The truth is, despite receiving the Hollywood treatment from Brad Pitt, the general manager today is a better-paid bureaucrat. Some are better at evaluating young talent than others; others are better at spotting free agents. None held to the accountability standard of players or managers. All profit from the false currency of important-sounding phrases like "sample size." Cashman and the Yankees sounded wise and smart and responsible with the infamous "Joba Rules" to protect the career of Joba Chamberlain, but he has never pitched 160 inning yet still needed Tommy John surgery on his elbow after 28 2/3 innings last year.
The more constructive baseball minds watch their pitchers closely for signs that something is wrong and then determine why, not arbitrarily when, to intervene with a pitcher. Neither Zimmermann nor Strasburg was injured due to heavy workload. Neither injury has been attributed to overuse: both pitchers had thrown fewer than 70 innings when their injuries occurred. Statistics have their place in the game, just as the game has its place without statistics, but Rizzo's logic seems more geared toward keeping up the appearance of being diligent.
Some pitchers have motions that scream Tommy John or rotator cuff surgery because of the violence or quirk in their deliveries. Justin Verlander, Kerry Wood and Tim Lincecum make scouts cringe. Some of them, like Wood, wind up on the operating table. Others, like Lincecum, win consecutive Cy Young awards and confound experts by pitching 200 innings a year. Those players cannot be shut down because with their mechanics, injury could occur at any time. They have to be allowed to pitch as long as their bodies last, monitored when fatigue sets in. None of this is exactly astrophysics.

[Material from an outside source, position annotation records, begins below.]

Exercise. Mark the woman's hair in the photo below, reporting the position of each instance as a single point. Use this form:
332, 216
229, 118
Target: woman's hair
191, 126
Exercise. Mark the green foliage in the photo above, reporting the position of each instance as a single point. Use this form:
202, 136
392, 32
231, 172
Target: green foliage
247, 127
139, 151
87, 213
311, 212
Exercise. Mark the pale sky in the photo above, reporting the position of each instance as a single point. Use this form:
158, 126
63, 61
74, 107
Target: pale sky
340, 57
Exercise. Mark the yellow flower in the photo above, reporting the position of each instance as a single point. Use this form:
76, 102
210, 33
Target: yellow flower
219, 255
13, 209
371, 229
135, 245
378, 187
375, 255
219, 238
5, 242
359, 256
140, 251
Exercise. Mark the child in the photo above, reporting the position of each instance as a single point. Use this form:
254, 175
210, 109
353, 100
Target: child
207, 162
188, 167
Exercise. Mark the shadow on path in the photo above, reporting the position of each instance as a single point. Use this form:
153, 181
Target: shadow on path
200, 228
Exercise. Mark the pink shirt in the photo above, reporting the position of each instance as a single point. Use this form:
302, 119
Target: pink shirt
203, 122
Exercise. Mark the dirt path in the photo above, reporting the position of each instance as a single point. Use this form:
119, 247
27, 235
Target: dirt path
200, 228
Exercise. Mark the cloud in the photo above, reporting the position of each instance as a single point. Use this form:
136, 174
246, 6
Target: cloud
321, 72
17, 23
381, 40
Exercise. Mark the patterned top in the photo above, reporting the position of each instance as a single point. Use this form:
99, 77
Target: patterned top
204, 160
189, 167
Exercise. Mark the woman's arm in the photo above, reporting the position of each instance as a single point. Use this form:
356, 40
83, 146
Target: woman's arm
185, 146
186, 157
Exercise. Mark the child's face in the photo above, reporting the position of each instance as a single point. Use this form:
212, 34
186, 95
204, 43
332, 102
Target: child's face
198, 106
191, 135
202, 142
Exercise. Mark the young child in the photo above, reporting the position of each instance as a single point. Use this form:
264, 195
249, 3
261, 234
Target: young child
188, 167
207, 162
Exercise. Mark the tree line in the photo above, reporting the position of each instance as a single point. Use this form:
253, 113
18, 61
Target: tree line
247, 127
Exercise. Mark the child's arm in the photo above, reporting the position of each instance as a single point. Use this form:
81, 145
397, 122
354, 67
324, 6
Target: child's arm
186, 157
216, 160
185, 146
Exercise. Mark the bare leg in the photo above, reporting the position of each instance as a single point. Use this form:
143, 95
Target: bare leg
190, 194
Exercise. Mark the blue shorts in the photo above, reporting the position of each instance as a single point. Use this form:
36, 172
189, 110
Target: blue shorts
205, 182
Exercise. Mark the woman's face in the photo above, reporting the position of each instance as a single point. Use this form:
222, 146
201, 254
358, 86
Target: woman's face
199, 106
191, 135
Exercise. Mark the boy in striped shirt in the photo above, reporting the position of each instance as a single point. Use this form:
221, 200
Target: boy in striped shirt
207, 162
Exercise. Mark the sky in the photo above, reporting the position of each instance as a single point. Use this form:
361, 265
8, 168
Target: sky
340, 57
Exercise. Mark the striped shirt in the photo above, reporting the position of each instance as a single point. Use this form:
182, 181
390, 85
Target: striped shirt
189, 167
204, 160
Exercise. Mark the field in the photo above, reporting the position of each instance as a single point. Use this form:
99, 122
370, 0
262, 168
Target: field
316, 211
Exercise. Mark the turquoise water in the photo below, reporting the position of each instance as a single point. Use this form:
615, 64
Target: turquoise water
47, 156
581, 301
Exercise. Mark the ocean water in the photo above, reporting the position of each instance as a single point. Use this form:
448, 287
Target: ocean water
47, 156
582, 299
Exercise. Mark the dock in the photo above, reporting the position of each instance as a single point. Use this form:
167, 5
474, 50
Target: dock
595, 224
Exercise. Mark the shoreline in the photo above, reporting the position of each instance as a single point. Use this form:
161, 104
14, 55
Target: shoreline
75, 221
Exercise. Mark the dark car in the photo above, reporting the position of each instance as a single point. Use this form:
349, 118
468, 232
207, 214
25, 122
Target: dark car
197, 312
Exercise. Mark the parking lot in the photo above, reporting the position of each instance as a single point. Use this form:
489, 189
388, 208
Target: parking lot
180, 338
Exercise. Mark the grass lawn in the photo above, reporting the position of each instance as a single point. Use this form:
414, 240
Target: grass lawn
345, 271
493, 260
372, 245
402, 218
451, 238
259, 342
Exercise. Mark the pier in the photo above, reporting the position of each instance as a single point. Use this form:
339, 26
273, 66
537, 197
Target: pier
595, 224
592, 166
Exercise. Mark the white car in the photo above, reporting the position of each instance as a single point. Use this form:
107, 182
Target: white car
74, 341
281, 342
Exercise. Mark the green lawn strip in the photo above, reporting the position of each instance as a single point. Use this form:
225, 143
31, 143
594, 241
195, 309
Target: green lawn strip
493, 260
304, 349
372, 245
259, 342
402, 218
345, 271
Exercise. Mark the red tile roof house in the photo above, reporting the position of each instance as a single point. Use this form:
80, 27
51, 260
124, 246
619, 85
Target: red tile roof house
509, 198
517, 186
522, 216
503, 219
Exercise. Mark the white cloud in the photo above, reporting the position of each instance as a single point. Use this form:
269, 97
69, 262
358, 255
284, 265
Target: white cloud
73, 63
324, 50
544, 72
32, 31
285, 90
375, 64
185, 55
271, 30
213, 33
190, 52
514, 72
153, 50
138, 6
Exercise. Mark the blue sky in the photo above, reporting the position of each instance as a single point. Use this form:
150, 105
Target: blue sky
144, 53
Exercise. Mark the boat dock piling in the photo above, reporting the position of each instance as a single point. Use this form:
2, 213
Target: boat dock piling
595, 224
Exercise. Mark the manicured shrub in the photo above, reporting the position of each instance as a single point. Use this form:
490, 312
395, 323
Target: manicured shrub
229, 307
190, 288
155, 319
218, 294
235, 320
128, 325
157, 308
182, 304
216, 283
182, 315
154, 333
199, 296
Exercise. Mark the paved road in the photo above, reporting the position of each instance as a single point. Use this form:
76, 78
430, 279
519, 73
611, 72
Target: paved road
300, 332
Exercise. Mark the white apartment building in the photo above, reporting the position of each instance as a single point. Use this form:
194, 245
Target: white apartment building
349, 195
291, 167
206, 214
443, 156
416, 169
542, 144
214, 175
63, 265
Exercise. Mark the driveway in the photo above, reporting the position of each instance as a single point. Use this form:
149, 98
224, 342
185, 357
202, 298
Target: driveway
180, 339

And there are anomalies: Mark Prior, he of the perfect pitching motion, has had arm trouble that has derailed his career.
If the goal of shutting down Strasburg is to keep him fresh to avoid tired-arm periods, then the Nationals should spend money on a six-man rotation or stagger Strasburg's starts, skipping him judiciously (which Johnson has inexplicably said the team won't do), to ensure that he is available to pitch big games throughout the month of September. Either that or the club could take the radical step of furloughing him for two weeks -- essentially a two-start break -- which would be the equivalent of a stint on the disabled list. Two pitchers in recent years, Orlando Hernandez and Pedro Martinez, both routinely missed starts in the period following the All-Star break to get ready for the postseason stretch run. While it is true that most teams can't find five starters to get them through a season, the Strasburg situation has made it clear that within 10 years, six-man rotations may soon be the norm, even as the price of pitching rises.
As their ill-conceived idea has been questioned, Johnson and Rizzo can't agree on the same message. Rizzo has since said Strasburg isn't on an innings count -- even though he said as early as last summer he had already calculated the innings limit in his head, while Johnson says Strasburg's innings for 2012 have already been determined.
All of this, of course, is nonsense, simply the illusion of responsibility for the sake of appearances. If the Nationals actually go through a magical summer and the city of Washington has a chance to experience playoff baseball for the first time since the Dust Bowl, Strasburg the ace should pitch when needed. If he doesn't, fans should line up and pay for something else (there's this kid, Robert Griffin III, who will be in the area) and the city should demand a $611 million refund -- in cash -- from the Nationals for building a stadium for a team that isn't trying to win, and especially for a front office that prefers looking smart to actually being smart.